El padre Marcelo fue un hombre que luchó contra la violencia y la injusticia, pero sus esfuerzos fueron ignorados. Incluso cuando las amenazas contra su vida se intensificaron, las autoridades no hicieron lo suficiente para protegerlo. Ahora, tras su asesinato, el gobierno de Chiapas promete justicia, pero estas promesas suenan vacías en un país donde la impunidad reina y donde la violencia sigue cobrando víctimas inocentes.

El sur de México: una nueva frontera del narcotráfico

La expansión del crimen organizado en el sur de México no es un fenómeno aislado. Es el resultado de años de inacción y de políticas fallidas que han permitido que los cárteles establezcan bases de operación en zonas que antes eran pacíficas. Chiapas, con su cercanía a la frontera con Guatemala, es ahora un punto estratégico para el tráfico de drogas y de personas. El vacío de poder en la región ha sido llenado por grupos criminales que imponen su ley a sangre y fuego.

El asesinato del padre Marcelo simboliza el colapso de la ley y el orden en una región que ha sido abandonada por el gobierno. La violencia que antes parecía lejana ahora es parte de la vida cotidiana en Chiapas. ¿Qué hará el gobierno federal?

Hasta ahora, la respuesta ha sido débil e ineficaz. Y con la llegada de Claudia Sheinbaum al poder, no parece que vaya a haber un cambio significativo en la estrategia de seguridad. El sur de México está solo, y los más vulnerables, como el padre Marcelo y las comunidades que defendía, son los que sufren las consecuencias.

Una cita para la reflexión: la responsabilidad de los poderosos

Ante esta tragedia, las palabras del profeta Ezequiel resuenan con una profunda relevancia: “Así ha dicho el Señor Dios: ‘He aquí que yo estoy contra los pastores, y demandaré mis ovejas de su mano; y haré que dejen de apacentar las ovejas, ni los pastores se apacentarán más a sí mismos; pues yo libraré mis ovejas de sus bocas, y no les serán más por comida’” (Ezequiel 34:10). Esta cita refleja la responsabilidad que tienen los líderes de cuidar y proteger a su pueblo. El gobierno mexicano ha fallado en esta tarea. Al no actuar con firmeza contra el crimen organizado, ha dejado a sus ciudadanos a merced de los lobos.

El futuro incierto de Chiapas y el sur de México

El asesinato del sacerdote Marcelo Pérez Pérez es una señal alarmante de que el sur de México ha caído en manos del crimen organizado.
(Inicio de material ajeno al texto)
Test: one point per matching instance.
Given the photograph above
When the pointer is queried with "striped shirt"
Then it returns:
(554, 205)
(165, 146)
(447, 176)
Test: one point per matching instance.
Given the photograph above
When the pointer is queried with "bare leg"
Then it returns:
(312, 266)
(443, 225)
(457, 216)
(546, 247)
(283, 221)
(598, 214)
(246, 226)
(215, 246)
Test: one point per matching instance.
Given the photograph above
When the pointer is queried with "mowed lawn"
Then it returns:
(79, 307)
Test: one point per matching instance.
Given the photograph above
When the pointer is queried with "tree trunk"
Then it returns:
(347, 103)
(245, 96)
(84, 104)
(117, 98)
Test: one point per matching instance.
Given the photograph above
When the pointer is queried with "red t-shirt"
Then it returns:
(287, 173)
La política de “abrazos, no balazos” ha fracasado, y ahora es evidente que se necesita una nueva estrategia que enfrente con seriedad la crisis de violencia en el país. Sin embargo, bajo el gobierno actual no parece haber indicios de que algo cambiará. Mientras tanto, las campanas que doblaron por el padre Marcelo son un sombrío recordatorio de que la violencia ha llegado para quedarse, y que el precio lo pagarán, como siempre, los más indefensos.